PyTorch: How to get around the RuntimeError: in-place operations can be only used on variables that don't share storage with any other variables

With PyTorch I'm having a problem doing an operation with two Variables:

sub_patch  : [torch.FloatTensor of size 9x9x32]

pred_patch : [torch.FloatTensor of size 5x5x32]

sub_patch is a Variable made by torch.zeros pred_patch is a Variable of which I index each of the 25 nodes with a nested for-loop, and that I multiply with its corresponding unique filter (sub_filt_patch) of size [5,5,32]. The result is added to its respective place in sub_patch.

This is a piece of my code:

for i in range(filter_sz):
    for j in range(filter_sz):

        # index correct filter from filter tensor
        sub_filt_col = (patch_col + j) * filter_sz
        sub_filt_row = (patch_row + i) * filter_sz

        sub_filt_patch = sub_filt[sub_filt_row:(sub_filt_row + filter_sz), sub_filt_col:(sub_filt_col+filter_sz), :]

        # multiply filter and pred_patch and sum onto sub patch
        sub_patch[i:(i + filter_sz), j:(j + filter_sz), :] += (sub_filt_patch * pred_patch[i,j]).sum(dim=3)

The error I get from the bottom line of the piece of code here is

RuntimeError: in-place operations can be only used on variables that don't share storage with any other variables, but detected that there are 2 objects sharing it

I get why it happens, since sub_patch is a Variable, and pred_patch is a Variable too, but how can I get around this error? Any help would be greatly appreciated!

Thank you!

Solution

I've found the problem to be in

        sub_patch[i:(i + filter_sz), j:(j + filter_sz), :] += (sub_filt_patch * pred_patch[i,j]).sum(dim=3)
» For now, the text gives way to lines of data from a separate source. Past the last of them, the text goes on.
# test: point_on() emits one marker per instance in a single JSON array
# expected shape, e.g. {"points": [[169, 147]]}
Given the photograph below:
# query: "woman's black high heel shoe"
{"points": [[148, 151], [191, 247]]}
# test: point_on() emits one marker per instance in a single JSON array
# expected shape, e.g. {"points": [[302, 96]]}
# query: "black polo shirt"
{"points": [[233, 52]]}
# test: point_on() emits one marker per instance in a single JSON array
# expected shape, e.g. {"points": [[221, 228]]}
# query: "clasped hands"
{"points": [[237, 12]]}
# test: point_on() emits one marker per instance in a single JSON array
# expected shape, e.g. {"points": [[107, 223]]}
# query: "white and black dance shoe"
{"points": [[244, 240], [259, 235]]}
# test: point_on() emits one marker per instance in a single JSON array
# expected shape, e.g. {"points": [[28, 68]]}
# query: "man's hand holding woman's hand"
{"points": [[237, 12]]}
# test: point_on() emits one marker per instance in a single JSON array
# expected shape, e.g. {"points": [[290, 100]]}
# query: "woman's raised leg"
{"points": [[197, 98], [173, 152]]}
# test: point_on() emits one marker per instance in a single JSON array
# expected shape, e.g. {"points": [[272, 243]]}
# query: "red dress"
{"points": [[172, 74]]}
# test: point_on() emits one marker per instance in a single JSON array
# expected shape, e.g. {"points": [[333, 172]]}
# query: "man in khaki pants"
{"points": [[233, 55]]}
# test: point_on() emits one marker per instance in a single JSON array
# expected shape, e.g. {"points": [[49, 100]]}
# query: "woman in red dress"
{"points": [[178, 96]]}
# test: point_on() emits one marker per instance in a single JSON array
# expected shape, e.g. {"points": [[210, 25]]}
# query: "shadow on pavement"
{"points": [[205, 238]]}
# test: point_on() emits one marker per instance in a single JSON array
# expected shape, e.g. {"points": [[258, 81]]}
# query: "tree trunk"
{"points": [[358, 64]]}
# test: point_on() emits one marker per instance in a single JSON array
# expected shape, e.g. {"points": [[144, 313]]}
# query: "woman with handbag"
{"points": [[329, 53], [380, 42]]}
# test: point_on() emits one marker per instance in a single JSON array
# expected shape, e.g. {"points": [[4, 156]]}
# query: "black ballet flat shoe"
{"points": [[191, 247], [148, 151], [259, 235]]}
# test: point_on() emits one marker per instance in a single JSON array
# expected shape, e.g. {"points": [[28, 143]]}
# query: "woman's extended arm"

When separating this line into this:

sub_patch[i:(i + filter_sz), j:(j + filter_sz), :] = sub_patch[i:(i + filter_sz), j:(j + filter_sz), :] + (sub_filt_patch * pred_patch[i,j]).sum(dim=3)

Then it worked!

The difference between a += b and a = a + b is that in the first case, b is added in a inplace (so the content of a is changed to now contain a+b). In the second case, a brand new tensor is created that contains a+b and then you assign this new tensor to the name a. To be able to compute gradients, you sometimes need to keep the original value of a, and so we prevent inplace operation from being done because otherwise, we won't be able to compute gradients.